Quelques chiffres illustrent cette situation: de 2000 à 2008, 287 km d’autoroute ont été réalisés en Tunisie, soit une moyenne de 25 km par an – contre 50 prévus. Mais au cours des 5 dernières années, le rythme de construction d’autoroutes a fortement chuté, à 78 km, soit une moyenne de 15 km par an.
Le président de la Fédération du Bâtiment de l’Utica impute ce retard dans la réalisation des projets publics au problème foncier et plus particulièrement au montant de la compensation pour expropriation dont il recommande de «revoir les tarifs».
Mosbah Kanzari, directeur général adjoint du groupe Studi, voit dans les «mauvaises études» l’une des principales causes du dérapage des projets publics.
La tâche des opérateurs est également compliquée par le fait que certaines dispositions du Code du marché publics, susceptibles de leur faciliter la tâche, ne sont pas appliquées, regrette Ahmed Bouzguenda, directeur général du groupe éponyme.
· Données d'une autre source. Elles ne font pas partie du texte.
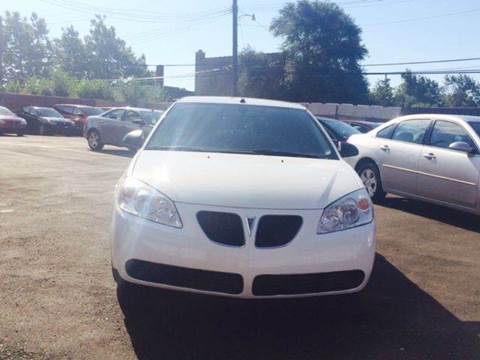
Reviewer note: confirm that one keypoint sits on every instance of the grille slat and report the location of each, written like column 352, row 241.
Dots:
column 223, row 228
column 206, row 280
column 277, row 230
column 297, row 284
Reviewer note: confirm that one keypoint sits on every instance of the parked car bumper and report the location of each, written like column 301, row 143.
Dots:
column 184, row 259
column 12, row 126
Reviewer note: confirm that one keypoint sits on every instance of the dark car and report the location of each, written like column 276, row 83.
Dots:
column 78, row 114
column 338, row 130
column 112, row 126
column 362, row 125
column 45, row 120
column 11, row 123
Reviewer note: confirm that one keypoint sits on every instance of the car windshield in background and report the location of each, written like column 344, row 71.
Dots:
column 150, row 117
column 92, row 111
column 48, row 112
column 5, row 112
column 475, row 126
column 340, row 128
column 242, row 129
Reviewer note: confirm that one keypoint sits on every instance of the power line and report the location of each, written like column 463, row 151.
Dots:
column 427, row 72
column 423, row 62
column 469, row 11
column 135, row 15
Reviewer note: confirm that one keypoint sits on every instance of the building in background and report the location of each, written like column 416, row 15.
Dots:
column 213, row 76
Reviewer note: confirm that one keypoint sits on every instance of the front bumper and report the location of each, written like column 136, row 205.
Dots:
column 60, row 128
column 151, row 254
column 12, row 127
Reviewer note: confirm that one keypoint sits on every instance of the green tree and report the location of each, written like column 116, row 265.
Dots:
column 70, row 53
column 262, row 75
column 3, row 44
column 382, row 93
column 461, row 90
column 323, row 47
column 26, row 47
column 108, row 55
column 418, row 91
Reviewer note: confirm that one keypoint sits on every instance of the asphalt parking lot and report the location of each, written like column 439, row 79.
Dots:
column 58, row 299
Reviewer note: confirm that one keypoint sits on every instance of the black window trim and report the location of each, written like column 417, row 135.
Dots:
column 432, row 126
column 427, row 131
column 335, row 153
column 111, row 111
column 394, row 126
column 125, row 115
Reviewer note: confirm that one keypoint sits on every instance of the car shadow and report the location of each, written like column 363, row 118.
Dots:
column 443, row 214
column 118, row 152
column 392, row 319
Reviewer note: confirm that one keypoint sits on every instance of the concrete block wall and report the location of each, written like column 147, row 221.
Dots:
column 350, row 111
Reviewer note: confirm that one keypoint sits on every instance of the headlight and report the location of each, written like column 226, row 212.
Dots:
column 350, row 211
column 142, row 200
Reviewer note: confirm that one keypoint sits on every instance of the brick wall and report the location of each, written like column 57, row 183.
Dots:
column 16, row 101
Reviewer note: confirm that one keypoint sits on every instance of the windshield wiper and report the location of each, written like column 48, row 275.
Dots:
column 176, row 148
column 285, row 153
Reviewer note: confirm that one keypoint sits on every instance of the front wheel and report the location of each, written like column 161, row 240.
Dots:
column 370, row 176
column 94, row 141
column 42, row 130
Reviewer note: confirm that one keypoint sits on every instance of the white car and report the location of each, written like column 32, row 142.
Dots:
column 242, row 197
column 428, row 157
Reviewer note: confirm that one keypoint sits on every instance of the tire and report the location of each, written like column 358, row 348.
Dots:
column 94, row 140
column 370, row 176
column 42, row 129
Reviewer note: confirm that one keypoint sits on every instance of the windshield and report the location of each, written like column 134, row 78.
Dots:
column 475, row 126
column 241, row 129
column 92, row 111
column 5, row 111
column 150, row 117
column 340, row 129
column 48, row 112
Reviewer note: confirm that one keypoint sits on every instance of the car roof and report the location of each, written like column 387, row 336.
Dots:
column 465, row 118
column 132, row 108
column 77, row 105
column 373, row 123
column 239, row 100
column 41, row 107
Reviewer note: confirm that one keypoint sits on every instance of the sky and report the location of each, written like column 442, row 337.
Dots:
column 170, row 32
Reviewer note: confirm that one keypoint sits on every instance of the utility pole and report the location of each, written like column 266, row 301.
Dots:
column 235, row 48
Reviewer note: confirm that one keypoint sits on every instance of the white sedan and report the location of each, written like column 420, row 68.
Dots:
column 245, row 198
column 429, row 157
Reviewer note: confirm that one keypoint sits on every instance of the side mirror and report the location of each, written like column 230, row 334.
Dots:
column 138, row 121
column 133, row 140
column 461, row 146
column 348, row 150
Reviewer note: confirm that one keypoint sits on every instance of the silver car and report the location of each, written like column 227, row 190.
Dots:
column 111, row 127
column 435, row 158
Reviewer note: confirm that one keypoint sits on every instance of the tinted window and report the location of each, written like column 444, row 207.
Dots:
column 339, row 129
column 132, row 115
column 5, row 111
column 475, row 126
column 48, row 112
column 412, row 131
column 92, row 111
column 445, row 133
column 115, row 114
column 241, row 129
column 387, row 132
column 360, row 128
column 150, row 117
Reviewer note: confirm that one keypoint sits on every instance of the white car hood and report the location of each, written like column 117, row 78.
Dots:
column 247, row 181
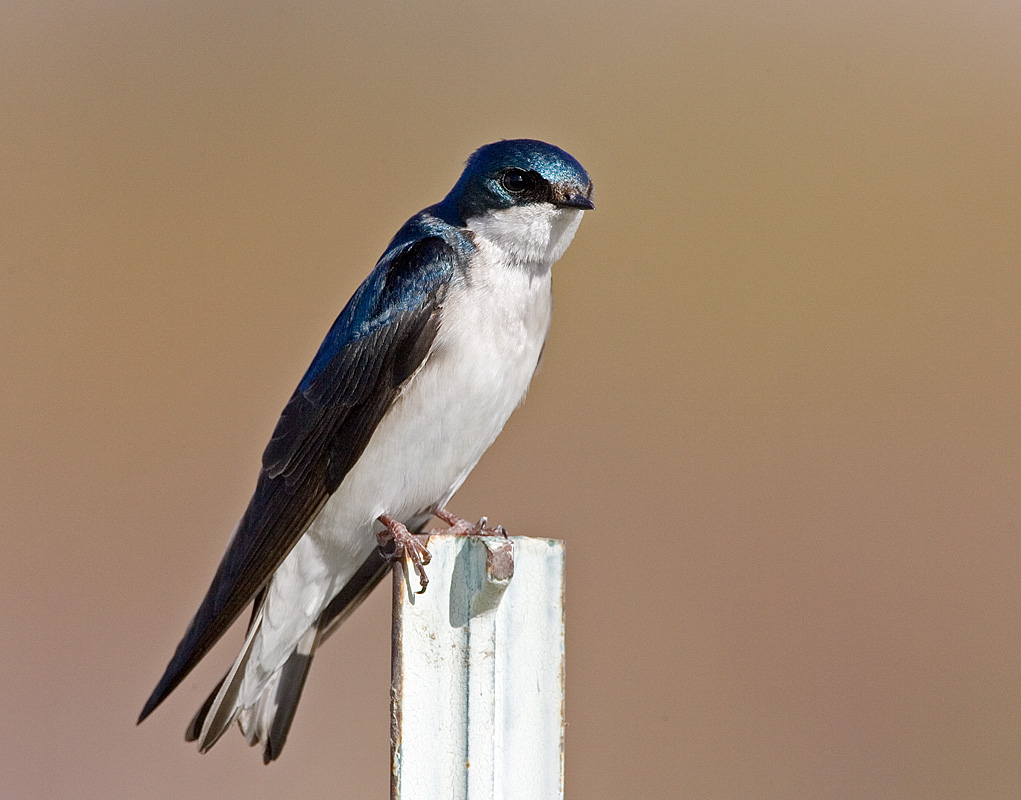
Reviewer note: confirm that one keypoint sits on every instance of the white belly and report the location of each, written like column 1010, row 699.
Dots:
column 486, row 350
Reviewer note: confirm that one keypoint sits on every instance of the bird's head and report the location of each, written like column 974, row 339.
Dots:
column 525, row 197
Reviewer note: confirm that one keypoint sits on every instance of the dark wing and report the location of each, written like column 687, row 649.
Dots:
column 379, row 340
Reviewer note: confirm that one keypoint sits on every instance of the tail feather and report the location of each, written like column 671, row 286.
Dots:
column 269, row 719
column 223, row 709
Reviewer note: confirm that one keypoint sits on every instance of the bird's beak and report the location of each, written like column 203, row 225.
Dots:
column 576, row 200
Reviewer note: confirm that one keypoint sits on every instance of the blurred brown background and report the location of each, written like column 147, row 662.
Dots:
column 777, row 421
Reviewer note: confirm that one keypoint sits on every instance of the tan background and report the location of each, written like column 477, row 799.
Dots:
column 777, row 421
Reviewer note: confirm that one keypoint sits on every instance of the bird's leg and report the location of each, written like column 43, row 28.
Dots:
column 460, row 527
column 405, row 545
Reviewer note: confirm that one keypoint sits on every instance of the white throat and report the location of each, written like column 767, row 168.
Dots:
column 530, row 237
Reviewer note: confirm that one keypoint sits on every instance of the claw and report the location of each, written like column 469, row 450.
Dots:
column 405, row 545
column 460, row 527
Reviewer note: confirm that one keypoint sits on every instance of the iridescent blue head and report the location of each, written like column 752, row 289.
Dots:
column 518, row 172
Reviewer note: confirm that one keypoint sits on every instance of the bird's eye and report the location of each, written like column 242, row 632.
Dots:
column 516, row 181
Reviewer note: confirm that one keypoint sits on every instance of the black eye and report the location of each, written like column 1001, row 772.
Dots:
column 516, row 181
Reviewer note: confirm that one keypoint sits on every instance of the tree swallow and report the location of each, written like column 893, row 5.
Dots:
column 411, row 385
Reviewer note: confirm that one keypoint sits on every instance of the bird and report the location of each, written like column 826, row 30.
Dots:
column 412, row 383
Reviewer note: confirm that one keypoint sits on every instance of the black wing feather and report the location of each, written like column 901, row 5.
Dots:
column 322, row 432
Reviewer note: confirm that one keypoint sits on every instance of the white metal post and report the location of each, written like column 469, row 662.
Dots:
column 478, row 672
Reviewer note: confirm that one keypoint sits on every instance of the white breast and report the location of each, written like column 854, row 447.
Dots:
column 492, row 329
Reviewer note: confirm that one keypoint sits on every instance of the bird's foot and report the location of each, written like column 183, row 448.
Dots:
column 397, row 542
column 460, row 527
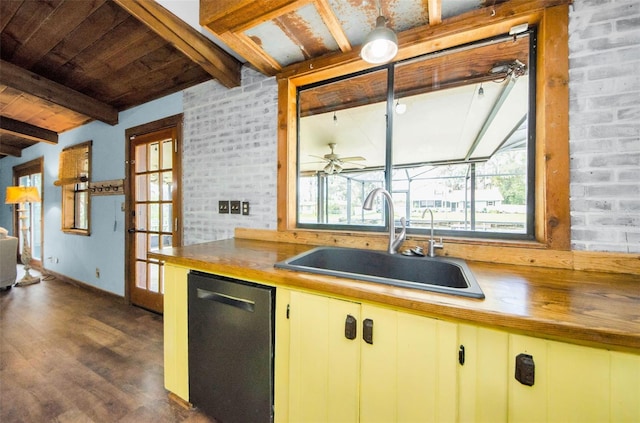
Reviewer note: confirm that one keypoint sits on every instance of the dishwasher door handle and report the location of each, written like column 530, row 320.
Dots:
column 241, row 303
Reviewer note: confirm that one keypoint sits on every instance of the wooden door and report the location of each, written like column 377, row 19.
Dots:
column 154, row 211
column 30, row 175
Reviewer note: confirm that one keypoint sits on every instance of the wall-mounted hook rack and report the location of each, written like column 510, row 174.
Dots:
column 113, row 187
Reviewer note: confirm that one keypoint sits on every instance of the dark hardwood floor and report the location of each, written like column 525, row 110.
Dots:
column 68, row 354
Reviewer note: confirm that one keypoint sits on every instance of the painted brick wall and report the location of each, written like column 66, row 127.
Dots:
column 604, row 44
column 230, row 138
column 229, row 153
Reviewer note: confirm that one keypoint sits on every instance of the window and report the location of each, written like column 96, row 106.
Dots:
column 451, row 131
column 74, row 175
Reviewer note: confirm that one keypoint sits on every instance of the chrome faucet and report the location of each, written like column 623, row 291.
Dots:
column 394, row 241
column 432, row 242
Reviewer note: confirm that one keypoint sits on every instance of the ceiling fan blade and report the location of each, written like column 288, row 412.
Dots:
column 350, row 164
column 352, row 159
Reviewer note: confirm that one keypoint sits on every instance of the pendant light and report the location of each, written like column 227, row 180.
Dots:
column 381, row 45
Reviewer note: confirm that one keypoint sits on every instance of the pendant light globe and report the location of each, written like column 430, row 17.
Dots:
column 381, row 44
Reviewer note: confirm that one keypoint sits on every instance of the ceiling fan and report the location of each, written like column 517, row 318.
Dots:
column 335, row 163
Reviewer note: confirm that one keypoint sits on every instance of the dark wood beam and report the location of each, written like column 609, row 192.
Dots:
column 24, row 130
column 31, row 83
column 214, row 60
column 9, row 150
column 435, row 11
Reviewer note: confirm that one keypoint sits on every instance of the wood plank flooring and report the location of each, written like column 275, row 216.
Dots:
column 71, row 355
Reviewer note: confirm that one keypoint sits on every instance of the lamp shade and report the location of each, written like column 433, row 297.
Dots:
column 381, row 45
column 16, row 195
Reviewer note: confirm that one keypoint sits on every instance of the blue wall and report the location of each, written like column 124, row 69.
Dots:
column 79, row 256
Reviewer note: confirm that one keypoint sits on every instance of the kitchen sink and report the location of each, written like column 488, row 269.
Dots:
column 438, row 274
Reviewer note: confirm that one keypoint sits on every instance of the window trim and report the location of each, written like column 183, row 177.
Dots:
column 70, row 193
column 552, row 221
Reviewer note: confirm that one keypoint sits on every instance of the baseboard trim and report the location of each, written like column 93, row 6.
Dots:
column 79, row 284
C’est le cas, par exemple, de la disposition concernant les «projets en conception réalisation», avec laquelle «la Cité sportive de Radès avait été réalisée», rappelle le président de l’Institut arabe des chefs d’entreprises (IACE).
Autre disposition non utilisée, celle autorisant l’administration à écarter les «offres anormalement basses».
Enfin, M. Bouzguenda pointe du doigt la lourdeur du fonctionnement de la Commission de règlement amiable des litiges, et ce «pour cause de manque de moyens».
Malheureusement, même si par miracle leurs carnets de commande devaient augmenter, les sociétés du BTP auraient du mal à honorer leurs engagements. «Nous avons un gros problème: la main d’œuvre. Nous peinons à en trouver, bien que nous payions jusqu’à 1.500 dinars par mois dans les régions. La main d’ouvre représente d’ailleurs aujourd’hui 40% de nos coûts, contre 20% auparavant. En outre, la productivité ne suit pas», se plaint Chokri Driss.
La pénurie est particulièrement forte dans le personnel de conception et notamment les maîtres d’ouvrages, confirme Mosbah Kanzari.
Résultat : alors que l’objectif des entreprises du secteur du BTP était, il y a 5 ans, de se lancer dans l’aventure de l’exportation, «beaucoup d’entre elles, y compris parmi les plus grandes, souffrent aujourd’hui énormément», souligne M. Driss. Et ont pour principal souci d’assurer leur survie.